Riassunto breve: l’input esterno non è sufficiente al bambino per acquisire la grammatica di un linguaggio potenzialmente infinito, quindi la grammatica deve essere innata.
L’APS è presentato da Chomsky non come un fatto empirico, ma come un teorema dimostrato logicamente, in cui l’implicazione finale (10) consegue correttamente dalla congiunzione delle premesse. Per fare questo, egli presenta le premesse come delle verità autoevidenti, mentre in realtà sarebbero in gran parte empiriche. Praticamente ognuno dei punti qui elencati, in formulazioni più o meno analoghe, è stato oggetto di feroci critiche da parte di studiosi che studiano le tematiche ivi evocate in modo empirico (dagli psicologi dell’infanzia ai matematici specializzati nell'intelligenza artificiale).
In che senso il linguaggio è infinito?
Cerchiamo di spiegare l'affermazione di Chomsky (2009: 25): «An elementary fact about the language faculty is that it is a system of discrete ininity». Per spiegarlo partiamo dal fenomeno dell’embedding delle relative, cioè la possibilità di inserire frasi relative dentro altre frasi, senza alcun limite teorico.
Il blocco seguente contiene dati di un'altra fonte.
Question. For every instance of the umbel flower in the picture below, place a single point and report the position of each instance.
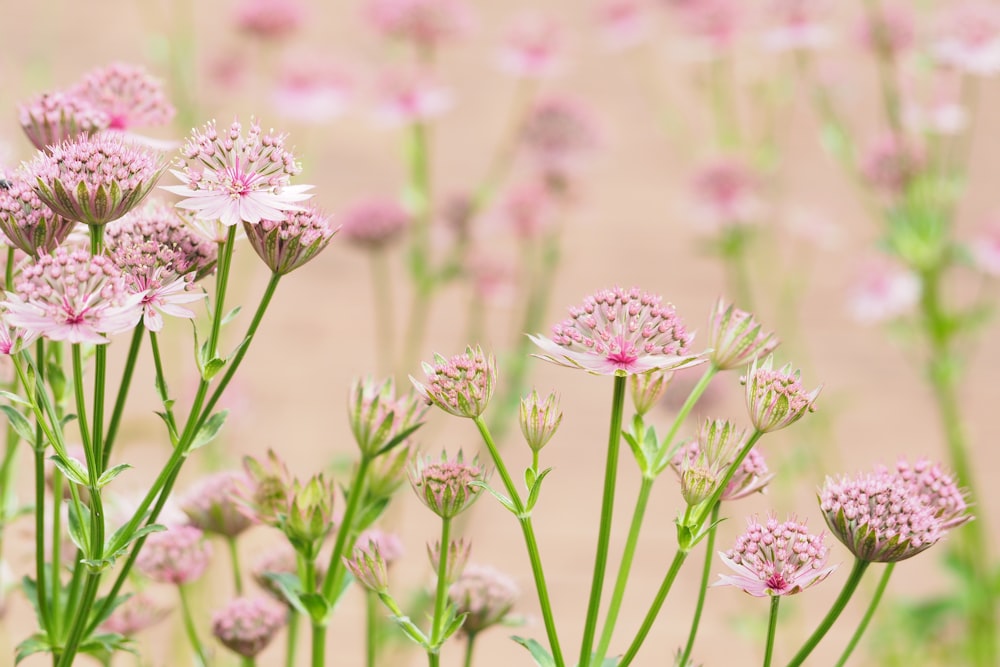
(289, 243)
(232, 178)
(97, 179)
(619, 332)
(485, 594)
(447, 486)
(53, 118)
(248, 624)
(462, 385)
(72, 296)
(29, 224)
(776, 559)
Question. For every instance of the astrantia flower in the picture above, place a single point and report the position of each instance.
(128, 94)
(72, 296)
(776, 559)
(231, 177)
(462, 385)
(776, 399)
(485, 594)
(619, 332)
(177, 555)
(53, 118)
(289, 243)
(881, 517)
(447, 486)
(97, 179)
(29, 224)
(247, 625)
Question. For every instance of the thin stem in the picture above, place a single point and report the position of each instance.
(624, 569)
(866, 619)
(853, 579)
(607, 512)
(654, 609)
(772, 626)
(705, 572)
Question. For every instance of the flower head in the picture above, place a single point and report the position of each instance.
(53, 118)
(776, 399)
(177, 555)
(462, 385)
(97, 179)
(247, 625)
(27, 222)
(447, 486)
(485, 594)
(231, 177)
(128, 94)
(735, 337)
(776, 559)
(72, 296)
(619, 332)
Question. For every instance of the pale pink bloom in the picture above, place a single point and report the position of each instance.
(232, 177)
(410, 96)
(797, 25)
(726, 194)
(969, 37)
(96, 179)
(53, 118)
(248, 624)
(128, 94)
(312, 91)
(177, 555)
(532, 47)
(72, 296)
(424, 23)
(270, 19)
(620, 332)
(776, 559)
(624, 23)
(884, 291)
(374, 223)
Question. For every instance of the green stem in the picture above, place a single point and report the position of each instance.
(654, 609)
(705, 572)
(853, 579)
(624, 569)
(531, 543)
(607, 512)
(190, 628)
(866, 619)
(772, 626)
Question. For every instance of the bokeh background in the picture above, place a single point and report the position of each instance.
(629, 225)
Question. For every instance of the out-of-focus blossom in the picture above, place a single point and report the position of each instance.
(53, 118)
(969, 37)
(405, 97)
(776, 559)
(270, 19)
(97, 179)
(532, 47)
(883, 291)
(231, 177)
(313, 91)
(128, 94)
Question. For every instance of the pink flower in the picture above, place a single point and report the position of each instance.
(53, 118)
(128, 94)
(72, 296)
(247, 625)
(776, 559)
(619, 332)
(177, 555)
(233, 178)
(532, 47)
Ad esempio, alla frase
Una ragazza, che Giovanni non aveva mai visto prima, è entrata nella stanza.
è possibile aggiungervi una seconda relativa, ottenendo un doppio embedding:
Una ragazza, che Giovanni, il quale notoriamente aveva una buona memoria, non aveva mai visto prima, è entrata nella stanza.
Frasi molto lunghe o con embedding superiore a tre livelli si incontrano come artifici letterari (cfr. la frase di 1077 parole, che si espande per ben sei pagine, nel romanzo Der Tod des Vergil di H. Broch, vedi Karlsson 2010: 46), ma sono di fatto assenti dall'uso naturale (vedi i dati in Levinson 2014). Chomsky stesso discute la difficoltà (se non l’impossibilità) per il parlante di processare frasi con embedding multiplo, come la seguente:
The rat the cat the dog chased killed ate the malt.
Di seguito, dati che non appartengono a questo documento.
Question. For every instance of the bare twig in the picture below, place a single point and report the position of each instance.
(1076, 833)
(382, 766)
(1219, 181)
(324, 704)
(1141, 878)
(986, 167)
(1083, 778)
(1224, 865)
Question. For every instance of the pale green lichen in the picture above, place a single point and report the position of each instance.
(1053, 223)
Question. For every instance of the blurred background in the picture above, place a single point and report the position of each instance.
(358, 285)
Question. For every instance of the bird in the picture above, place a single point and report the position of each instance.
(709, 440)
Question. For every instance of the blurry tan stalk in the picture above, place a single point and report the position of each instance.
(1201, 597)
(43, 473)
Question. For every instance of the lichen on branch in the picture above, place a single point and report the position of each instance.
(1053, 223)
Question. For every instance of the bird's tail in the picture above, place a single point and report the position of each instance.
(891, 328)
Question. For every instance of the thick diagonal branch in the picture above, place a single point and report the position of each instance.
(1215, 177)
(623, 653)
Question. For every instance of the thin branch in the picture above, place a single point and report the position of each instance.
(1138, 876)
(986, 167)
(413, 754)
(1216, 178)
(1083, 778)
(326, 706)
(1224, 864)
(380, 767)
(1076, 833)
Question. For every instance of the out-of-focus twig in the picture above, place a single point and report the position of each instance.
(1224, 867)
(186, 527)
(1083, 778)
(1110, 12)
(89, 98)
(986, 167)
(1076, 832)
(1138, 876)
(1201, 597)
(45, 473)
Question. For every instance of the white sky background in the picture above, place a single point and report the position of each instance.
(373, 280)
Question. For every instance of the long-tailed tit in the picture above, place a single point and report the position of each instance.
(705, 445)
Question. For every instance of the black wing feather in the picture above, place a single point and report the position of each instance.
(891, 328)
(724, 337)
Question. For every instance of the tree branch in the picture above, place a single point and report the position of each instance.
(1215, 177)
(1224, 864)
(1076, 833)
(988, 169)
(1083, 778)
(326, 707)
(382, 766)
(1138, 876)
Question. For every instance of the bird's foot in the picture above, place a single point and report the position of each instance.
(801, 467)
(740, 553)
Cioè, tradotto in italiano: "Il topo, che è stato ammazzato dal gatto, che è stato inseguito dal cane, ha mangiato il malto".
Chomsky & Miller (1963: 286) dicono che questa frase è «[...] surely confusing and improbable but it is perfectly grammatical and has a clear and unambiguous meaning». Chomsky (1965: 11) distingue tra la competenza linguistica, la quale permette di gestire frasi potenzialmente infinite e la performance, la quale è limitata e imperfetta, per motivi esterni (quali la limitatezza della memoria a breve termine, la mancanza di tempo, ecc.). Chomsky quindi dà per scontato che un parlante qualsiasi ha la capacità di processare una frase di lunghezza e complessità illimitate, indipendentemente dalle sue capacità intellettive, formazione scolastica, provenienza etnico-culturale ecc. Tale capcità è limitata solo nella pratica da fattori non dipendenti dalla grammatica mentale.
Cioè, sia un professore universitario, sia uno scaricatore di porto saranno in grado di processare in modo corretto una frase come quella riportata poco sopra. Si noti che non c'è bisogno di capire il significato delle parole che compongono tale frase, né di conoscere la materia di cui si tratta. Prendiamo un altro esempio:
Certain neutrino-less decay modes are kinematically allowed but forbidden in the Standard Model.
Lo scaricatore di porto, pur non capendo affatto il significato di tale frase, cionondimeno sarà perfettamente in grado di giudicarne la grammaticalità, tanto quanto un fisico delle particelle. Chomsky pensa che questo sia autoevidente e non abbisogni di una dimostrazione rigorosa: «the core property of discrete infinity is intuitively familiar to every language user» (Hauser, Chomsky & Fitch 2002: 1571). I casi di effettiva incapacità dei parlanti di processare frasi troppo complesse vengono ascritti a fattori esterni al linguaggio. La competenza linguistica, egli dice, ci dà un insieme di regole ricorsive per formulare l'embedding; ma tale competenza non contiene alcuna regola che dica ai parlanti: "puoi fare solo tre embedding, poi fermati", e quindi il numero degli embedding è da considerarsi potenzialmente infinito.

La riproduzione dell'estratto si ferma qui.